From the RStudio IDE, open the file "MiniProject10_breakpoint_script.R".
On the left-hand side of the Editor, to the left of where the line numbers are, click on line 12. This places a red dot "breakpoint" in the code right where you want to pause and inspect the code from that point.
You ***must*** ***SOURCE*** the code to use the breakpoint functionality - it can't be used in an interactive running of a script.
## `traceback()`
When you get an error in R, you will sometimes see an error at the R Console.
```{r, eval=FALSE}
myFunction_add3_and_squareit("a")
```
Notice that RStudio adds a little button that says "Show Traceback" in the results of the chunk. (R Console does not). In the console you can type `traceback()` to see what steps were run ***before*** the error occured i.e. WHERE did the error occur. Clicking on the "Show Traceback" button in the Rmarkdown chunk output does the same thing.
This doesn't help you in the same was as `debugonce()` does, because in order to get down deep into the function calls, and taking all of your objects with you for debugging is a better way to understand (and fix!) issues, but it's a ***quick*** way to figure out at what point the error occured.

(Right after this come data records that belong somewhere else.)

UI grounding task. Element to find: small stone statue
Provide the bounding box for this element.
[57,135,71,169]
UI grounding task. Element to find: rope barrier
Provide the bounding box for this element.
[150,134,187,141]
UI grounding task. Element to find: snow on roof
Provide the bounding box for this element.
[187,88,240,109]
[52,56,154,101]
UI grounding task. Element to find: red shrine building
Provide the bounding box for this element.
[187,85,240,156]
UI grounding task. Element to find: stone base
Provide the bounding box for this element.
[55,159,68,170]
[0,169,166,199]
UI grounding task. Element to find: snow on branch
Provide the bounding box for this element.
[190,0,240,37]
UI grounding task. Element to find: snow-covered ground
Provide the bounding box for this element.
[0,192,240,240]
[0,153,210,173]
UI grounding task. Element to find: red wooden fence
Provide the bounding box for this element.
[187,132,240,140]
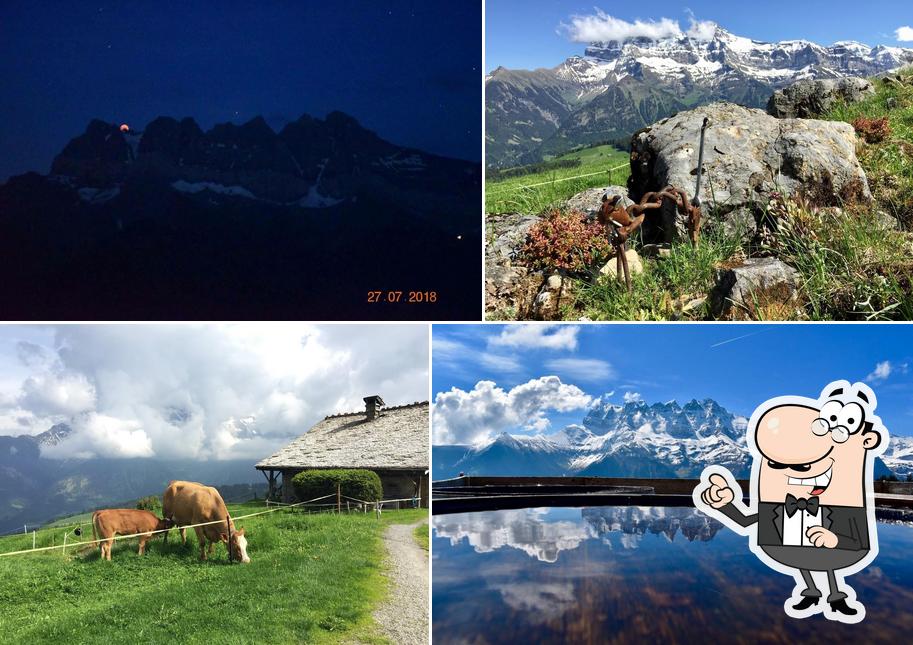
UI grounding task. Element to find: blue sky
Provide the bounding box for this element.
[485,0,913,71]
[432,324,913,443]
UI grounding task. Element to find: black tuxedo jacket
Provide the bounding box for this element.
[719,502,869,551]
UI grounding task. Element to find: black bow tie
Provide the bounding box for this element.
[784,493,818,517]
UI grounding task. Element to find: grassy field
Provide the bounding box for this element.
[823,70,913,228]
[485,145,631,213]
[412,524,429,551]
[498,71,913,320]
[0,503,427,645]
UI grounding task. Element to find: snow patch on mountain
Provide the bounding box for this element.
[881,435,913,478]
[438,396,750,477]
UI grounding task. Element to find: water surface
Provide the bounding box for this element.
[432,506,913,643]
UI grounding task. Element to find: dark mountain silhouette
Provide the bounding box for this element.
[0,112,481,320]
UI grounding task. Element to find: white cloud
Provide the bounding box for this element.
[488,324,580,350]
[42,412,155,459]
[18,372,95,415]
[0,324,428,460]
[559,9,717,43]
[894,26,913,43]
[432,376,593,444]
[865,361,909,383]
[545,358,615,381]
[685,16,717,41]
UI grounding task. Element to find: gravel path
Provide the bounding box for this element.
[374,520,429,645]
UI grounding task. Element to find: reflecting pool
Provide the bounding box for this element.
[432,506,913,643]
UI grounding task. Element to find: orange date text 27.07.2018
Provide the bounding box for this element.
[368,291,437,304]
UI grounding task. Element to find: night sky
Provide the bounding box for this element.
[0,0,482,181]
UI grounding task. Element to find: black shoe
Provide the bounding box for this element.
[829,598,859,616]
[793,596,820,611]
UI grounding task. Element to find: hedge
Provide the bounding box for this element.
[292,469,383,502]
[136,495,162,513]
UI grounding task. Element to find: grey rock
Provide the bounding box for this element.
[564,186,634,217]
[767,77,875,119]
[628,103,872,241]
[710,258,799,317]
[599,249,644,279]
[533,273,574,320]
[640,244,672,258]
[485,213,539,264]
[702,206,758,240]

### `recover()` and `options(error = recover)`
Normally when there's an error, R will stop execution, print an error message and (if you're in the RStudio IDE) give you the option of using traceback() to see where things went wrong. But if you specify `options(error = recover)` then instead of dropping out of the function, R will pause exactly where the error occured, allowing you to troubleshoot *in situ***.** What happens is that you have the option to select where in the `traceback()` stack you want to start debugging. If you're using the RStudio IDE you're then in the debug mode we saw with `debugonce()` where you can step through code to find the problem.
```{r, eval=FALSE}
options(error = recover)
myFunction_add3_and_squareit("a")
```
## CHALLENGE
Where is the ***source*** of the error in the `adsl_counts` function below?
```{r, eval=FALSE}
adsl_counts <- function(dataFile) {
adsl_saf <- dataFile %>%
filter(SAFFL == "Y")
Big_N_cnt <- adsl_saf %>%
group_by( TRT01AN, TRT01A ) %>%
summarise(N = n())
small_n_cnt <- adsl_saf %>%
group_by( TRT01AN, TRT01A, SEX ) %>%
summarise(name = "n")
adsl_mrg_cnt <- small_n_cnt %>%
left_join(Big_N_cnt, by = c("TRT01AN","TRT01A")) %>%
mutate(perc = round((n/N)*100, digits=1)) %>%
mutate(perc_char = format(perc, nsmall=1)) %>%
mutate(npct = paste(n,
paste0( "(", perc_char, ")" )
)
) %>%
mutate(SEX = recode(SEX,
"M" = "Male",
"F" = "Female")) %>%
ungroup() %>%
select(TRT01A, SEX, npct) %>%
pivot_wider(names_from = TRT01A, values_from = npct)
return(adsl_mrg_cnt)
}
library(rio)
library(tidyverse)
inFile <- "https://github.com/phuse-org/phuse-scripts/raw/master/data/adam/cdisc/adsl.xpt"
adsl <- import(inFile)
adsl_counts(dataFile = adsl)
```
## Extra Credit
What would you need to do to fix the code above?